WebSockets are merely a transport mechanism which can carry any type of message. For effective communication between two ends of a WebSocket connection an additional protocol is needed. The Renewal backend uses JSON-RPC for this.

However, in the JSON-RPC context your recsystem acts as a JSON-RPC server. That is, it provides implementations of set of methods or “procedures” which the Renewal backend calls remotely on your recsystem, and to which your recsystem returns responses. So once the WebSocket connection is established, all communications between the two ends are initiated by the backend in the form of RPC calls, and the only messages your recsystem sends are responses to (some of) these RPC calls.

Any messages sent by your recsystem that are not RPC responses are ignored.
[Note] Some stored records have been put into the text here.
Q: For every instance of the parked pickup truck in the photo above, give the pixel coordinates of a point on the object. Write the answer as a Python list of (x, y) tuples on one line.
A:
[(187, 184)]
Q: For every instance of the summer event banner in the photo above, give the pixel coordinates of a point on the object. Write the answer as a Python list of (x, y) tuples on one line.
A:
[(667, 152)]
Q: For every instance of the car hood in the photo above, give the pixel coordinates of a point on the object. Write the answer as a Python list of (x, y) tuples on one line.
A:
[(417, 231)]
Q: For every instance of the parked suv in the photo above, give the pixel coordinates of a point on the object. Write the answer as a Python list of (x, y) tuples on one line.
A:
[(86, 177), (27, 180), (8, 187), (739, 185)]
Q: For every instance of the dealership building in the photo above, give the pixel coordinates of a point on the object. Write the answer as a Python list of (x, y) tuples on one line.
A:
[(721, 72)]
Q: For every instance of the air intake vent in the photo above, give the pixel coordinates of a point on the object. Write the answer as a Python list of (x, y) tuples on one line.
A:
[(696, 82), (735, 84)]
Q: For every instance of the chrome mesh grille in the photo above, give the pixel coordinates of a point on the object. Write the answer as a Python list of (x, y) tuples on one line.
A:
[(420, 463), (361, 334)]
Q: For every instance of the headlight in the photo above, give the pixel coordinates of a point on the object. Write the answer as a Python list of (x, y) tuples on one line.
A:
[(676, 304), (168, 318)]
See the JSON-RPC primer for more details.

Authentication

Almost all requests made by your recsystem to the backend must be authenticated, including when connecting to the WebSocket interface.

Authentication is performed by passing an authentication/authorization token in the form of a JSON Web Token (JWT) which you will be provided by an administrator when registering your recsystem.

The token should be provided along with each request in the Authorization HTTP header using the Bearer scheme. That is, each request must send a header in the form:

Authorization: Bearer eyJ0eXAiOiJKV1QiLCJhbGciOiJIUzI1NiJ9.e30.uJKHM4XyWv1bC_-rpkjK19GUy0Fgrkm_pGHi8XghjWM

where the string after Bearer in this case is an example JWT to be replaced with your actual token.

Warning

The JWT token acts both to identify and authenticate your recsystem. Treat it as you would any password: Take every step to keep it private, as having this token will allow anyone to identify themselves as your recsystem.

If working in a team, you should strongly consider using a secure password manager for teams in order to share the token.

If the token is lost or revoked, contact the Renewal administrator who registered you to have the token revoked and to obtain a new one.

Todo

In the future it will be possible to revoke/regenerate recsystem tokens through the website.